3. talk about manufacturing now

ok i will. i like to make stuff myself. first off, if you've ever been in a local band with lofty ambitions, you will inevitably pay like $60 into a $300 pot to get 500 copies of your debut album at masterdisk, which will fucking haunt you as you move from apartment to apartment, unable to throw away all this plastic someone convinced you was a bargain. if i'm going to get anything made, it has to be a short run.

but i don't want to get anything made! i don't want to involve a factory in china or der bundesrepublik or even west virginia involved in my small-scale music production. i'm not john legend. i want to have like 50 nice packages that i can give to my friends, maybe a couple for sale in case anyone stumbles upon them.

i like doing things myself. it makes me feel useful, and productive, and like the skills i have committed myself to learning have a small purpose in making myself and others happy. when i did my last CD, i got to draw on my and my partner's experience with digital printmaking and zine development. it feels good to make a stack of things and go to the post office.

obviously you can't do it all, or at least you choose not to. i'm not making my own paper, i'm buying stuff from suppliers and printing/burning the content myself. does this cancel out my DIY leanings? maybe. no ethical consumption etc

the other question is, what is left to do in a CD. in 2018 when i made that disc, i considered the absurdity of manufacturing and selling a CD in that year.
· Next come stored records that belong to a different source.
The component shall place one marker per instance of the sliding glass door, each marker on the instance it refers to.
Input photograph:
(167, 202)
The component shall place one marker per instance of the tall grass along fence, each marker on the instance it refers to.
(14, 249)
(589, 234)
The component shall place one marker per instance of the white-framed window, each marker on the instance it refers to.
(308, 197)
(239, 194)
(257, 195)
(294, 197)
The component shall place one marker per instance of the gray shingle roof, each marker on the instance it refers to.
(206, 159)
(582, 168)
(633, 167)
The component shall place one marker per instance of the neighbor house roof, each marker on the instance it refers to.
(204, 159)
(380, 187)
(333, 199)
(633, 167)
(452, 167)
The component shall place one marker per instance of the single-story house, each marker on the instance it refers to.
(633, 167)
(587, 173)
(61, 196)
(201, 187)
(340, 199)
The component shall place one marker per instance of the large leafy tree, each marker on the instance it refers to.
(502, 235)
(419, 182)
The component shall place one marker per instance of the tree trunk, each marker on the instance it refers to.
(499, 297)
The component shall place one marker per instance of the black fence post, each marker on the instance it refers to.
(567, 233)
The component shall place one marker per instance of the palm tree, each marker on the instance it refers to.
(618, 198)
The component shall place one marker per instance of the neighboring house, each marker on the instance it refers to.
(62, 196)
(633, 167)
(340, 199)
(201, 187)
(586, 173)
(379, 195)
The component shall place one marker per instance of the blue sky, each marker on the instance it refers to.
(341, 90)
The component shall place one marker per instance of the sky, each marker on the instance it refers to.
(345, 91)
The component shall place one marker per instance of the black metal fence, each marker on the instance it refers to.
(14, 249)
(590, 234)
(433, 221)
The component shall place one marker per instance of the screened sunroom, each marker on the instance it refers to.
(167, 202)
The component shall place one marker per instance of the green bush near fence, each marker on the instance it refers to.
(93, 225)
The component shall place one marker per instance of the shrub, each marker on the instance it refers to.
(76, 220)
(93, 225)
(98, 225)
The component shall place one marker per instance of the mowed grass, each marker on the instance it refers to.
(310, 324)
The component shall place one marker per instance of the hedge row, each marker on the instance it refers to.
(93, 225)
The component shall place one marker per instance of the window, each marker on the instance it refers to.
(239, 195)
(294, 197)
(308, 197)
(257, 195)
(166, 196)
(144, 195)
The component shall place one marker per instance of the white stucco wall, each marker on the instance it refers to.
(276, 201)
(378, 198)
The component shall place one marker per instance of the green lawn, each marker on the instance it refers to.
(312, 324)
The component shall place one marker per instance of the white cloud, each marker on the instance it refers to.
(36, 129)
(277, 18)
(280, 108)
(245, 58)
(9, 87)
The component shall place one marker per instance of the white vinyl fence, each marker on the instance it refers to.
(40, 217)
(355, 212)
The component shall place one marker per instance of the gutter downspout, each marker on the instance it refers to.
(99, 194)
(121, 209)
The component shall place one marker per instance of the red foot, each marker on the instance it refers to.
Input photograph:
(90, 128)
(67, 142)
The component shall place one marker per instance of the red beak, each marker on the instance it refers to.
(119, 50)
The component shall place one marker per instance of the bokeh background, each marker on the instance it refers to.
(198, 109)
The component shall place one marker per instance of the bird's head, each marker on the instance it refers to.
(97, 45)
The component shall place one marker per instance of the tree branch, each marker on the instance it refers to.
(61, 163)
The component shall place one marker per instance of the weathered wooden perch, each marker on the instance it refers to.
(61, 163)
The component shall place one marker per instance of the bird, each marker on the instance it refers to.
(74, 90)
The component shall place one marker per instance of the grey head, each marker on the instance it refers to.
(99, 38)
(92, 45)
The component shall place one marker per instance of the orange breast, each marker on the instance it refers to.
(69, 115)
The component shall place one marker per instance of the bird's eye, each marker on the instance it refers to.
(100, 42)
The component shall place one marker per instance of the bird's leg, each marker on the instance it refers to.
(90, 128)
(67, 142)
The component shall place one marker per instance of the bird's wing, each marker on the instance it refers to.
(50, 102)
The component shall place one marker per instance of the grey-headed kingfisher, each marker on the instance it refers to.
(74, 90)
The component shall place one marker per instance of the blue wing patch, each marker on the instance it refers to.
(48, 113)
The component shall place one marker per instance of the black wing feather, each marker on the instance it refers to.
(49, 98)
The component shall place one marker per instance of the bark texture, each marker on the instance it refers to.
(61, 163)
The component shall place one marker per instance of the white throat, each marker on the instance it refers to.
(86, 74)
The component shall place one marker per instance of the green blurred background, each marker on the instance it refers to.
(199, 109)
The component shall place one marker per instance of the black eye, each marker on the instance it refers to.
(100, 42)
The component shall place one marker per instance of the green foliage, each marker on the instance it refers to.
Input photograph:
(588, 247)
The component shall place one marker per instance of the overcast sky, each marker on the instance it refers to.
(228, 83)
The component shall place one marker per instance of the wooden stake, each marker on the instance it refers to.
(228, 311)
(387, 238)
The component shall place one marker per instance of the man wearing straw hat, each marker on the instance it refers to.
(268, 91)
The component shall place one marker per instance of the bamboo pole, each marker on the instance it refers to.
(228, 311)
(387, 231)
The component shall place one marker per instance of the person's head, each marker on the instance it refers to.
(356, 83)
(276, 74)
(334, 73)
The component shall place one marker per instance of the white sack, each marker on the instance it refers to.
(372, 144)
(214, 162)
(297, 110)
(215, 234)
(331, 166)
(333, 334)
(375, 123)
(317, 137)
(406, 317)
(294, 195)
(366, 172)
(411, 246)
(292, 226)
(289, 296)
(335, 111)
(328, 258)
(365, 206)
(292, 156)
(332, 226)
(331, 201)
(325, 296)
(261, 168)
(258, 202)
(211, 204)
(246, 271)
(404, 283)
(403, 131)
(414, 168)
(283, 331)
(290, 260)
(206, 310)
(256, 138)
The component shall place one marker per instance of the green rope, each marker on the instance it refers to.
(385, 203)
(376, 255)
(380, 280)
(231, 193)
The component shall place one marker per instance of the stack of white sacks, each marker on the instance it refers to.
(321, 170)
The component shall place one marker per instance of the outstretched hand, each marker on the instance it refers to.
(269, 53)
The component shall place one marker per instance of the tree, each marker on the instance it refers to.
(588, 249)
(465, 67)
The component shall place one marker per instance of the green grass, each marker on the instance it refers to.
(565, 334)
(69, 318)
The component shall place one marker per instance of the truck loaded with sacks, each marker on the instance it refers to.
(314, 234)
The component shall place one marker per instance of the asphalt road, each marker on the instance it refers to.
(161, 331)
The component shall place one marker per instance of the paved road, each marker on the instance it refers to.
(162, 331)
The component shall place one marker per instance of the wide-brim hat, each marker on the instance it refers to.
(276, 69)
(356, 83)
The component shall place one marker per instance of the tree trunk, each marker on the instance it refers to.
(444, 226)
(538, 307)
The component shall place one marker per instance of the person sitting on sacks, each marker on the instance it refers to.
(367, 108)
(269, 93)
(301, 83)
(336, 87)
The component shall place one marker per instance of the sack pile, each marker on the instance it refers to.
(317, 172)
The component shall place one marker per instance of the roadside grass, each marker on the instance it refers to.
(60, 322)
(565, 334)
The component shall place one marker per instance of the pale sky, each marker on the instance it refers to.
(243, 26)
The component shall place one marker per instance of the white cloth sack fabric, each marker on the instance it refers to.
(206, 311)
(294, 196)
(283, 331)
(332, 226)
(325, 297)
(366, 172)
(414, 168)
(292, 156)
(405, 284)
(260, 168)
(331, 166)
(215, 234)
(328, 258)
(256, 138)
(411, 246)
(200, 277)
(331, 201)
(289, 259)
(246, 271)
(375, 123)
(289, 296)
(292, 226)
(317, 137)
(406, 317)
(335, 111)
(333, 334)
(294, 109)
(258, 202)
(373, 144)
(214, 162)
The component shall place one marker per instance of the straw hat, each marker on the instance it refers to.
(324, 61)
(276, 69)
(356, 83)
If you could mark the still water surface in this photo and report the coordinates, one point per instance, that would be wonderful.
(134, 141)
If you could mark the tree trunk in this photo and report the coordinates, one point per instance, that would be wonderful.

I HAVE ALREADY WRITTEN ALL OF THIS, ON THE DISCS THEMSELVES.

the next album i also intend to release on CD (because it's like the default medium, in my head) but i have designs on doing fancier, fine-art printed beautiful paper and die-cut cardboard packaging. everything is paper except the disc itself. i was inspired by a number of albums packaged this way that I bought from the label "rag and bone shop," the packaging designed and manufactured by hand by one Mark Lerner. i was in touch with him something like five years ago and he was incredibly kind and encouraging and indeed sent me physicals of every albums he packaged that way.

but the label I get to involve myself in has standards of quality and manufacturing that a homemade package does not fit with. is there a middle ground somewhere, where i get the discs themselves made by a plant and i do everything else at home? i don't know.
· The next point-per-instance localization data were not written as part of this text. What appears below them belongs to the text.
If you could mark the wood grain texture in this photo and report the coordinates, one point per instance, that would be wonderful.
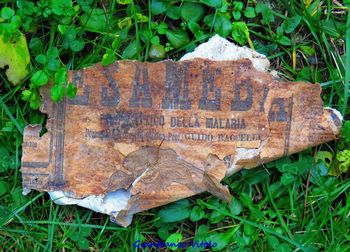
(169, 130)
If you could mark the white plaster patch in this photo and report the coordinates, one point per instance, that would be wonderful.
(218, 48)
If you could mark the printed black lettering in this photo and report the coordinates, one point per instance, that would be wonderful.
(141, 96)
(113, 99)
(175, 77)
(278, 111)
(239, 104)
(208, 86)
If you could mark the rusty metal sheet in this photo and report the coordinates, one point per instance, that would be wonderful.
(168, 130)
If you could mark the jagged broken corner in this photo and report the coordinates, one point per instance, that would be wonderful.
(141, 135)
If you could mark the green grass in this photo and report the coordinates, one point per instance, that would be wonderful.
(303, 208)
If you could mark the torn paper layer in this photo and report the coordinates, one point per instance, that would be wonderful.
(140, 135)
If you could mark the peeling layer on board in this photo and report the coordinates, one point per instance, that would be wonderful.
(140, 135)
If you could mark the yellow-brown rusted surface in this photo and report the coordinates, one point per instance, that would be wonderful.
(169, 130)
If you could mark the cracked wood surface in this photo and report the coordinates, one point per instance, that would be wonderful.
(169, 130)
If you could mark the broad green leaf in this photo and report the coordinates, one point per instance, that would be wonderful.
(16, 57)
(53, 64)
(83, 243)
(62, 7)
(159, 6)
(39, 79)
(34, 100)
(284, 40)
(216, 217)
(308, 50)
(132, 50)
(61, 76)
(344, 161)
(236, 13)
(155, 40)
(219, 241)
(41, 58)
(345, 131)
(177, 211)
(197, 213)
(212, 3)
(249, 230)
(77, 45)
(250, 12)
(266, 12)
(162, 28)
(70, 34)
(85, 231)
(240, 32)
(52, 52)
(192, 11)
(287, 179)
(7, 13)
(36, 46)
(290, 24)
(124, 2)
(157, 51)
(57, 93)
(222, 24)
(235, 206)
(174, 239)
(325, 156)
(94, 21)
(174, 12)
(4, 187)
(108, 58)
(177, 38)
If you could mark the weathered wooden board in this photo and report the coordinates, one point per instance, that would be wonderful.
(168, 130)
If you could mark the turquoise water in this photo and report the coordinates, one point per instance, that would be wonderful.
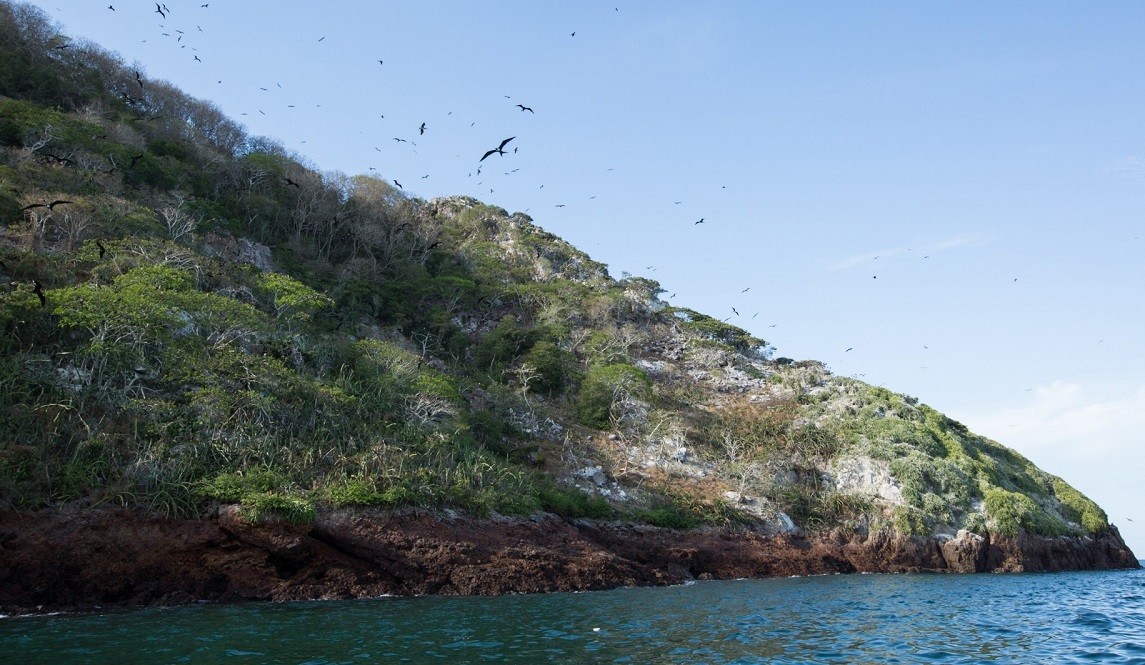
(1088, 617)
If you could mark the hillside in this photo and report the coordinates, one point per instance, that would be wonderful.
(195, 318)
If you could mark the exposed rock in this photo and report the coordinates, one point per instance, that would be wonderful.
(54, 561)
(238, 251)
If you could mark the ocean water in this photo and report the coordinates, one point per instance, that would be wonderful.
(1082, 617)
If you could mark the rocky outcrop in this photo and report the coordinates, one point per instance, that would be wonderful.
(52, 560)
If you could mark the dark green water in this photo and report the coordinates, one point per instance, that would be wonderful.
(1092, 617)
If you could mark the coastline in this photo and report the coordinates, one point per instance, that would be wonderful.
(79, 560)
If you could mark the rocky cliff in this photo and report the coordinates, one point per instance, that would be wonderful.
(89, 559)
(279, 373)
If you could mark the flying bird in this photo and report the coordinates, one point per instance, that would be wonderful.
(498, 150)
(47, 205)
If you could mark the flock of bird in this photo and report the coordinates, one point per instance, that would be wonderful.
(167, 15)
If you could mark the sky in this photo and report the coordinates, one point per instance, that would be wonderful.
(945, 199)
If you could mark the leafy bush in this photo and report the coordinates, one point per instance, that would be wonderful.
(554, 367)
(291, 508)
(570, 501)
(603, 387)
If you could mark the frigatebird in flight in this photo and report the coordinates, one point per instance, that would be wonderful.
(498, 150)
(48, 205)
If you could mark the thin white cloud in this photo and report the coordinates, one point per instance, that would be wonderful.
(1128, 167)
(1065, 417)
(1092, 437)
(921, 251)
the point of doing things myself is i can afford to experiment with mediums that would otherwise be prohibitively expensive. but the comraderie i get from the label is i think more valuable than the joy i (and my friends/"customers") get from an interesting cd package.
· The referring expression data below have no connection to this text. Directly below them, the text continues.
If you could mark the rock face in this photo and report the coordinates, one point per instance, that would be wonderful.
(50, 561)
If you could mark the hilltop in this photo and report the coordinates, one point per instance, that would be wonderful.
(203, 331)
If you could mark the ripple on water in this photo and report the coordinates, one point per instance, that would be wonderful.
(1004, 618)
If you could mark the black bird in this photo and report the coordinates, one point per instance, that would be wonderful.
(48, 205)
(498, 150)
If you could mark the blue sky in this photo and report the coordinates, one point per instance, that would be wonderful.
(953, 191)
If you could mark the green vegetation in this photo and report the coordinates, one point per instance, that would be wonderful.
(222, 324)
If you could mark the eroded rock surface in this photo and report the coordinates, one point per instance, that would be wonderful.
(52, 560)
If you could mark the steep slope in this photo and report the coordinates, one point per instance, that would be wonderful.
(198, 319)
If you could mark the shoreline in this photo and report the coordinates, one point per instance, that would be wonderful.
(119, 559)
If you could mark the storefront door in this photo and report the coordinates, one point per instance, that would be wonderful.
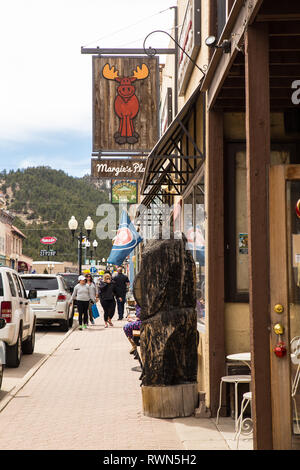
(284, 206)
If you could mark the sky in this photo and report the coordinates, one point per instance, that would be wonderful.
(46, 83)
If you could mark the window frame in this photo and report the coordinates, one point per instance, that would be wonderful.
(230, 236)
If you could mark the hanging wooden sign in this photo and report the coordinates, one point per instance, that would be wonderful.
(125, 103)
(122, 169)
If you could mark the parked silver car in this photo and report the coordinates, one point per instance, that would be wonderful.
(53, 301)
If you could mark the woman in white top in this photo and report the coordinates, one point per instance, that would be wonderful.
(83, 294)
(91, 284)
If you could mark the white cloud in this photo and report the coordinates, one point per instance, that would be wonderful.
(45, 80)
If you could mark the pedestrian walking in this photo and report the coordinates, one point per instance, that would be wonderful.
(134, 323)
(92, 286)
(122, 283)
(82, 294)
(107, 294)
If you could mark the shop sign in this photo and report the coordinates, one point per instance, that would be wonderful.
(124, 191)
(167, 111)
(125, 103)
(22, 266)
(123, 169)
(48, 240)
(48, 253)
(190, 42)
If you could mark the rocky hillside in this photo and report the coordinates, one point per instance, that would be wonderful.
(43, 200)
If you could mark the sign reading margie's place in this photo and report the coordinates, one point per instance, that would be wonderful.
(123, 169)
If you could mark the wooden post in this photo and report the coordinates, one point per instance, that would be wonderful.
(215, 255)
(258, 160)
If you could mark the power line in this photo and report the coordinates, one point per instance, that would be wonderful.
(127, 27)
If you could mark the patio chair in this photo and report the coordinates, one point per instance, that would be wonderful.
(236, 380)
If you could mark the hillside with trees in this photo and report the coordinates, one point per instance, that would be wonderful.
(43, 200)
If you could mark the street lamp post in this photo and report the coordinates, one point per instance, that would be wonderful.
(73, 225)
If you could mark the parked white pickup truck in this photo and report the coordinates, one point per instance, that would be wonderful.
(2, 352)
(19, 331)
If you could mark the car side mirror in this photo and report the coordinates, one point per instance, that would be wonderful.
(32, 294)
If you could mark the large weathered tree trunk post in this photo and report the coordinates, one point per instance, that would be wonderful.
(165, 290)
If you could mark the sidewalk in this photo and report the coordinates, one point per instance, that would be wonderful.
(86, 395)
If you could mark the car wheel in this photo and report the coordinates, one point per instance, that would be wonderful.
(28, 345)
(14, 353)
(1, 374)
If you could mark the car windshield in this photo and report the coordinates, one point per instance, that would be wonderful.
(40, 283)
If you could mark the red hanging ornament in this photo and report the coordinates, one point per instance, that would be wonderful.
(280, 349)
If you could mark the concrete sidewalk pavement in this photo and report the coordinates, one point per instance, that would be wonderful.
(87, 395)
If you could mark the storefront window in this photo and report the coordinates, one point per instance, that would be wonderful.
(236, 219)
(194, 229)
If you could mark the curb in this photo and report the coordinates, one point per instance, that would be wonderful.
(32, 372)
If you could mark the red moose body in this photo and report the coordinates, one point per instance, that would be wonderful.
(126, 103)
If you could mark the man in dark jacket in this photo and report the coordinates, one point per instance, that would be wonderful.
(121, 284)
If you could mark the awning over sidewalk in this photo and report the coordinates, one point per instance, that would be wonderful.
(178, 154)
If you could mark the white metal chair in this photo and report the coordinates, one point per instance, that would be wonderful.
(295, 358)
(236, 380)
(247, 428)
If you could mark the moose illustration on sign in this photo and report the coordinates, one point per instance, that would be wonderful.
(126, 103)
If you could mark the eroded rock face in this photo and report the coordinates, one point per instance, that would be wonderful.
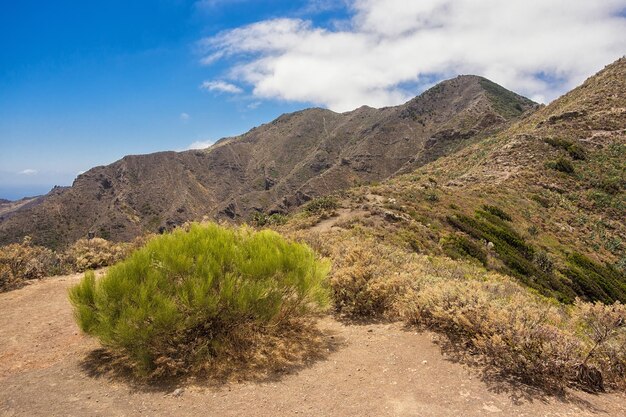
(273, 168)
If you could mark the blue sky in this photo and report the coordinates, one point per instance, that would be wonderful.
(83, 83)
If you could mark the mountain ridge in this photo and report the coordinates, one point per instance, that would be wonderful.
(272, 168)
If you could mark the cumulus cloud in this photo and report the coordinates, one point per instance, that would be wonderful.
(391, 49)
(221, 87)
(28, 171)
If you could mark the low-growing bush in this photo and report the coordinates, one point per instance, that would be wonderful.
(562, 165)
(94, 253)
(20, 262)
(488, 317)
(497, 211)
(262, 219)
(321, 205)
(573, 149)
(457, 246)
(193, 298)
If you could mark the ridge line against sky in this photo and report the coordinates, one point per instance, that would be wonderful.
(82, 84)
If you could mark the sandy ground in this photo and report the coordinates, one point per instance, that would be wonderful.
(377, 370)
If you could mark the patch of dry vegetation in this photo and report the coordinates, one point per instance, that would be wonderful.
(23, 262)
(512, 329)
(20, 262)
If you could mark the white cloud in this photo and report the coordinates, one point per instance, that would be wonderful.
(221, 87)
(540, 48)
(29, 171)
(201, 144)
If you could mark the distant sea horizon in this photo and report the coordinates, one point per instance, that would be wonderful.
(17, 192)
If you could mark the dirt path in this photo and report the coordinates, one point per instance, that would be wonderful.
(379, 370)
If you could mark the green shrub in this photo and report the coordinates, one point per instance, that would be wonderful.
(517, 255)
(611, 185)
(192, 297)
(593, 281)
(562, 165)
(457, 246)
(574, 150)
(497, 211)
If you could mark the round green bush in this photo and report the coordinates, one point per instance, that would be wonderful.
(186, 297)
but maybe not. for example, it's time to reissue my old album, and i just do not know what to do to it to keep it from being fucking boring. i am not a designer. i'd "like" to do a physical version of "american legends" mostly because i really want nice prints of the front and back photos in the hands of people who want them. but that's it. i don't want any more jewel case blood on my hands, and i don't want to make a boring product, but i do want to participate in this particular marketplace.

but i don't!!! i don't want to sell cds like in 1999. i want to sell a nice thing that i made for you.